In the brewery bathroom with 2 of my 3 kids. My 1st born is taking a number 2. Outside I hear. Who locks a public bathroom door? I reply. I got 2 kids in here. Take your Michael Jackson appreciation party someplace else

My daughter’s hilarious Mermaid deformity theory.
Mermaids are deformed and not fully developed women from head to toe because they ate too much seafood when they were pregnant. F you Louie CK. You wish your daughter was this hilarious. You to Rock.

Int. Used Book Shop
4 Year Old Son
Daddy, can you grab that book for me?
Stay At Home Comedian Dad
For Mr. Fantastic it wouldn’t be a stretch.
The puns just keeping pouring out of me today kiddo.

Texting funny to my friend.
Very proud of your sobriety bud. Natalia is taking the kids to the Bronx Zoo soon. I’ll be free to talk after I jerk off to mounting Pam Grier in Zebra print lingerie as an oversexed Zoologist.

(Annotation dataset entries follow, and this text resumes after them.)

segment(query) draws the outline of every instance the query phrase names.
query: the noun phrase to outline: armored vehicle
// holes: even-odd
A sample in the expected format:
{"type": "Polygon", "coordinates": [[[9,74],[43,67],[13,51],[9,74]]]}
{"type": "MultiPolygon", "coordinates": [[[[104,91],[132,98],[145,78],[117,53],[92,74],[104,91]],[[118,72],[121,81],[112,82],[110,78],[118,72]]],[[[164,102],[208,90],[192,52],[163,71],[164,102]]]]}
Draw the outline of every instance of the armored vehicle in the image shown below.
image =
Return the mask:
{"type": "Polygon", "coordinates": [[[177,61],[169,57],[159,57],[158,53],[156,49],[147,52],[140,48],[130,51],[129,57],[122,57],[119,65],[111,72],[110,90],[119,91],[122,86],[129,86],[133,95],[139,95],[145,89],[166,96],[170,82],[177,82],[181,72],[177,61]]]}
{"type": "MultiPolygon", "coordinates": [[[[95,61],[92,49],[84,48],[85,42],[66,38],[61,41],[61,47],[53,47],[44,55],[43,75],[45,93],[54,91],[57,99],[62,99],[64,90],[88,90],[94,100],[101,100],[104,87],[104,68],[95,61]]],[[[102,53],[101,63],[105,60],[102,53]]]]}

What else are you banned from Daddy?
Besides the salon for my Hillary jokes. I got banned from the Comedy Cellar for going long because I was off to a strong start for once and invited my own caravan to attend.

I’m not 100% gay. I just never wanted to want to bang my wife too much. 3 kids later or not. What are my options now? Bang a German hooker the 1 time I had my wife agree to before we got married? Wear 5 condoms to extend my time in my occupied territory indefinitely?

INT. Coffee Shop
Older Woman
Your baby is the Gerber Baby come to life.
Stay At Home Comedian
Thank God I didn’t knock up Kathy Griffin instead.
Lately she looks like Clifford and Trans Chucky had a baby.

Int. Record Shop
Stay At Home Comedian Dad
Simply Red. Just the shot of testosterone I was looking for.
You don’t find that funny, UB40? At least the owner did to confirm my raging inferno inside.

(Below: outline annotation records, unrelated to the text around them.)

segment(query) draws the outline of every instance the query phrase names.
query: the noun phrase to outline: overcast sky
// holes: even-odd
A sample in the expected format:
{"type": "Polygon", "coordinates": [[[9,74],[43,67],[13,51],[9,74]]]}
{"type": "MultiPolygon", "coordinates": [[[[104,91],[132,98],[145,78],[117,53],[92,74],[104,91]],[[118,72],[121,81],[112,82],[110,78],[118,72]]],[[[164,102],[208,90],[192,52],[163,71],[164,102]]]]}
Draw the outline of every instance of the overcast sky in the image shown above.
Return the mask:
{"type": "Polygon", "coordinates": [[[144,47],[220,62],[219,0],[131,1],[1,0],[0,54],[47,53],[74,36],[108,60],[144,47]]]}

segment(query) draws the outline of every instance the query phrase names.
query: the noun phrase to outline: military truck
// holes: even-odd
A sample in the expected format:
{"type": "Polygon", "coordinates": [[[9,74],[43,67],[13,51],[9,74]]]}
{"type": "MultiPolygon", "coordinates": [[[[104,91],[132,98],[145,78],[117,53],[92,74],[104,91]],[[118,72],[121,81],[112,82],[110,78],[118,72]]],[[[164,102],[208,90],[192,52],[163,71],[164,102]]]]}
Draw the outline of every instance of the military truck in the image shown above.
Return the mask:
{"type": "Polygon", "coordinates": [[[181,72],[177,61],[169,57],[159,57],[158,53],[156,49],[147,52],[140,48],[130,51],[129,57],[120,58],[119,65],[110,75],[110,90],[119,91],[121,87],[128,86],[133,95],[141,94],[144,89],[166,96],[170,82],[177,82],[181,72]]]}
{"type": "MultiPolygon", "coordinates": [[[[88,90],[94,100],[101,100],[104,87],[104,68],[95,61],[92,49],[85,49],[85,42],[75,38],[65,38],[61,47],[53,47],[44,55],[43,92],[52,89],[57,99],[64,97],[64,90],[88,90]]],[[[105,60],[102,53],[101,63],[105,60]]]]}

Give my baby boy a pretend jump back breaker in the elevator. Wife freaks out in disgust despite my baby boy’s shrieks of pure, flowing joy. You’re going to make the elevator jam. Wife shrieks knowing her precious boy is never this loosey goosey in her arms.

INT. Brewery
Fish and Chips arrive as 1 plop of fried fish and fries on my plate.
Stay At Home Comedian Dad
My fried fish looks like a Knish.
Waiter laughs.
Now, my Limey Aussie wife is going to tell me I’m being too difficult.

INT. Bagel Store
Old Recruiter Bud
I got into sales leadership.
Now, I mange a sales team for a literacy technology company.
Stay At Home Comedian Dad
Kids use your platform to start off reading USA today in class instead of Sheraton Inn lobbies.

I hate Pizza tossers who tense around my beautiful offspring in their mediocre NY pizzerias. Your vodka sauce looks like brownish shit. Your marinara sauce is serviceable at best. And your Pinocchio nose looks like it got caught in a wood chipper Luigi.

Loved Joan Rivers on Fashion Police. Her story about Lenny Bruce saying they’re wrong, keeping her going after bombing for 2 weeks in a row was very inspiring for me. Still, her greatest hits on Spotify make Rodney feel the like classier, smarter, funnier act, sorry.
Madison Avenue is dead.
Some moron erects a billboard with KP and Durant saying “Make The Knicks Great Again.” Are you kidding me? Durant hates pushy, Jewy NY reporters more than 25 pound Kettle bell curls. Use your head morons.

Got the No Respect Rodney record on Vinyl today. Rodney was 43 when it came out. Which explains why my 3 kids to his 2 at 42 for me has produced such pressure packed gemry. Knowing I never had a lucrative paint sales career to fall back on in the 1st place.